Ask YC: How do I find a new programmer? - chiefray

I'm the majority partner in a start-up that needs a change in direction.  We need to find a new programmer that wants to take an equity stake in our company and receive significant creative freedom to design our user interface and process.<p>Occasionally, I see users on YC announce their interests, but it's not too regular.  Can someone direct me toward a resource to find such a programmer (the default requisites apply: smart, talented, whiz with the keys, creative, wants to work collaboratively with us to create something interesting).  If you're reading this on YC, you can reply with a note and I'll shoot you an email.
======
martian
Aside from news.yc... If you're in a metro area, Craigslist is usually a good
bet as well.

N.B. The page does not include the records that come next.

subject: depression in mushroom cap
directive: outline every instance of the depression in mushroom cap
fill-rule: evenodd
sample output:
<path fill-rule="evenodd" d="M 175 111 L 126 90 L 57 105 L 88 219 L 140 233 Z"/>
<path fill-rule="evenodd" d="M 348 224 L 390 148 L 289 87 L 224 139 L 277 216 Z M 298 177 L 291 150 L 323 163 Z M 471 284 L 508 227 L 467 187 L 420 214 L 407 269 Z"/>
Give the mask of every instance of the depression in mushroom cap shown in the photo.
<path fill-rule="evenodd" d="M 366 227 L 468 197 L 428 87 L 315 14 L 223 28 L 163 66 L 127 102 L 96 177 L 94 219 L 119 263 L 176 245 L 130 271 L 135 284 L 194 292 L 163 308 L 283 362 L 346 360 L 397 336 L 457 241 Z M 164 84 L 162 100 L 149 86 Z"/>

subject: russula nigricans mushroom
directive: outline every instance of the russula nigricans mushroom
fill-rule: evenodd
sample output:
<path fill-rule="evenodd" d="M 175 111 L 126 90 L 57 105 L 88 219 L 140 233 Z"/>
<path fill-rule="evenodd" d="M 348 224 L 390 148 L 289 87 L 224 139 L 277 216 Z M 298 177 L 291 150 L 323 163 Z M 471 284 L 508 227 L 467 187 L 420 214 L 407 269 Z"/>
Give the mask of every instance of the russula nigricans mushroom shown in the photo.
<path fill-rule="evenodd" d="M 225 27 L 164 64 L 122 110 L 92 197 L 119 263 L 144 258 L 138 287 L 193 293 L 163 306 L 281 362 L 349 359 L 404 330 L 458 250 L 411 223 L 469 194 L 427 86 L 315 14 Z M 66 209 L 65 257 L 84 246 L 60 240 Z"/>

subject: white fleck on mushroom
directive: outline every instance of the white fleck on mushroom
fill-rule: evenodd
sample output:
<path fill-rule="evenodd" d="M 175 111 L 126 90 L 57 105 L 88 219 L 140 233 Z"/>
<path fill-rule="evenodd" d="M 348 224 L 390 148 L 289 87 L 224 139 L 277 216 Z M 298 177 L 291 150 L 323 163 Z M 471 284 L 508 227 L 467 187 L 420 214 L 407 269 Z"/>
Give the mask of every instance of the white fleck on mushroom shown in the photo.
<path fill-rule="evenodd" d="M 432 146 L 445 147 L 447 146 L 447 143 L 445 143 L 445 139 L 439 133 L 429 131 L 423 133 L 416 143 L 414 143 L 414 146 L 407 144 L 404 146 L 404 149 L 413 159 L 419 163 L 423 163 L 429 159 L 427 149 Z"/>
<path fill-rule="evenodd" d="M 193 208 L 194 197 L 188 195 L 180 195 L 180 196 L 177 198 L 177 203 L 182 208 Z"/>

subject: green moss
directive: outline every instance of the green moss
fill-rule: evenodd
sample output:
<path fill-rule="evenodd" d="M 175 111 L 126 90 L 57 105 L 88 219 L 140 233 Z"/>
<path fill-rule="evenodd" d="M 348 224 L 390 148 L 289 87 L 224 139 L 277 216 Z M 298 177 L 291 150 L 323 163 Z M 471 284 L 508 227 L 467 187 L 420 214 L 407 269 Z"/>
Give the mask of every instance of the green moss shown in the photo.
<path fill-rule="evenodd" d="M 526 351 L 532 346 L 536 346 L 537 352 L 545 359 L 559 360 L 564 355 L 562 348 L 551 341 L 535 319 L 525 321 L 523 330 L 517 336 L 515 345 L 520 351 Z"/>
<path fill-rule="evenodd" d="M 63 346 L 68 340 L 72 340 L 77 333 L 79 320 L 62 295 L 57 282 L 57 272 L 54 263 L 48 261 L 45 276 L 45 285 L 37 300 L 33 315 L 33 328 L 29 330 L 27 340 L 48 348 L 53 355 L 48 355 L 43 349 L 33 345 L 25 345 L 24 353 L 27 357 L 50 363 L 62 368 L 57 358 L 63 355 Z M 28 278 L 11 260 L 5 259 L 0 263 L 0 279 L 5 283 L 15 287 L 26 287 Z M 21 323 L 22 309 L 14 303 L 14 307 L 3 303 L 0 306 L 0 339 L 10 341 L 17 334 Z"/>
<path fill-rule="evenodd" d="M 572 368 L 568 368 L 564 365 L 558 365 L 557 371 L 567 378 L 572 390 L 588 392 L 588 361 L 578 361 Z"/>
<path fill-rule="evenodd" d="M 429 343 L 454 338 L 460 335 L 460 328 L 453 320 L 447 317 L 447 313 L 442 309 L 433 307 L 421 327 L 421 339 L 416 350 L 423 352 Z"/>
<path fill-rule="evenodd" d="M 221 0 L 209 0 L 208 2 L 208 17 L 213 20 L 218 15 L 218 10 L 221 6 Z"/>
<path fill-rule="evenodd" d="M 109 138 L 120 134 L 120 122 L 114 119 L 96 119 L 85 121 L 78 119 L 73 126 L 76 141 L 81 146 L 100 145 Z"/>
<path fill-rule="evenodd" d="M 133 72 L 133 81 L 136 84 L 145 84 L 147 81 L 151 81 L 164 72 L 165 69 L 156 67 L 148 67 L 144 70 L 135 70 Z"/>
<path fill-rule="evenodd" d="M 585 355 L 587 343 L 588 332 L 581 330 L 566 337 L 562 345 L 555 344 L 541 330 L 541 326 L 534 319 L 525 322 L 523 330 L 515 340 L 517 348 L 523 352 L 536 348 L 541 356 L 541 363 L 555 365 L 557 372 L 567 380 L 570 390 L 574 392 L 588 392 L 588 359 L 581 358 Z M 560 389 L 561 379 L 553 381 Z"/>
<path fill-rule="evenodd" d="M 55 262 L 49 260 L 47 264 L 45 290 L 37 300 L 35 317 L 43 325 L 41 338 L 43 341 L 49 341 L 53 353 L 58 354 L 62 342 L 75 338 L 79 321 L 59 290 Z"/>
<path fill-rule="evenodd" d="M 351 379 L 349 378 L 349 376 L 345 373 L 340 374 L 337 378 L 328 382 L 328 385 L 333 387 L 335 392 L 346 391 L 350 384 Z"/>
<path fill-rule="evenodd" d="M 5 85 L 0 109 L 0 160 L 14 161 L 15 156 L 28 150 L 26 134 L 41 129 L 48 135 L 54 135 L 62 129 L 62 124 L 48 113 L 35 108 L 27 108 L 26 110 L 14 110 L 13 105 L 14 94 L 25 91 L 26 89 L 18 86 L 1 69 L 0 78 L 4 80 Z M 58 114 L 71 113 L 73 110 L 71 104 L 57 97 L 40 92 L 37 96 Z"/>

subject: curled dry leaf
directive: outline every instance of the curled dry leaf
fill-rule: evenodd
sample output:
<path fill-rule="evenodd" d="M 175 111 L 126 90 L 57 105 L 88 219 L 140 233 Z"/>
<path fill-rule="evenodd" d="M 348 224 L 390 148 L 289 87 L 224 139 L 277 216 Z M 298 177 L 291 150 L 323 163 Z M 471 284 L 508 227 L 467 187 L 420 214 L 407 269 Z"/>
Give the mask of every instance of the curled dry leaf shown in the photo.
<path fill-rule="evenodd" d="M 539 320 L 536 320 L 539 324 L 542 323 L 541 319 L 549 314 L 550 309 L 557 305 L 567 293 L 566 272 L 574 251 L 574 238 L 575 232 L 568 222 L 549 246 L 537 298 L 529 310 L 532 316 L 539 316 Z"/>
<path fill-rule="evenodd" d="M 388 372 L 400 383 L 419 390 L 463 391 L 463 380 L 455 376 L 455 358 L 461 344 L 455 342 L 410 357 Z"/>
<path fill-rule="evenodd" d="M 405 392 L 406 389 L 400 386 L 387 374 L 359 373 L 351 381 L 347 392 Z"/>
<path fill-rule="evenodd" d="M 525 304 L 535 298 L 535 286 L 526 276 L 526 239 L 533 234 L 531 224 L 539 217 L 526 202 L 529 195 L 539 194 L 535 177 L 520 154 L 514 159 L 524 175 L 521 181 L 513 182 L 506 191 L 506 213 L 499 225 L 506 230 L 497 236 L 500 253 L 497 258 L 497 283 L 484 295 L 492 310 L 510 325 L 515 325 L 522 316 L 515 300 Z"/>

As a programmer, I've had reasonably good luck finding
interesting jobs through Craigslist -- much better IMO than dice.com or
Monster or other major sites.

Other job boards with intelligent readers that you might consider are at
37signals and Joel on Software.

------
donna
I participate in the The San Francisco Ruby Meetup Group, and notice many
messages re looking for programmers. You might try posting on a NY board.
Here's the SF Board link. <http://ruby.meetup.com/6/boards/>

------
bigtoga
I'd budget 3-6 months if you aren't networking w. smart people already. I've
tried dice, monster, craigslist and I expect it takes me 150-200 resumes
before I get to one interview.

------
davidw
Are you one of these kind of guys?

<http://sfbay.craigslist.org/sfc/eng/692562510.html>

------
chiefray
Thanks. I've just moved to NYC and plan to go to many networking events,
including the upcoming Internet Week meetups.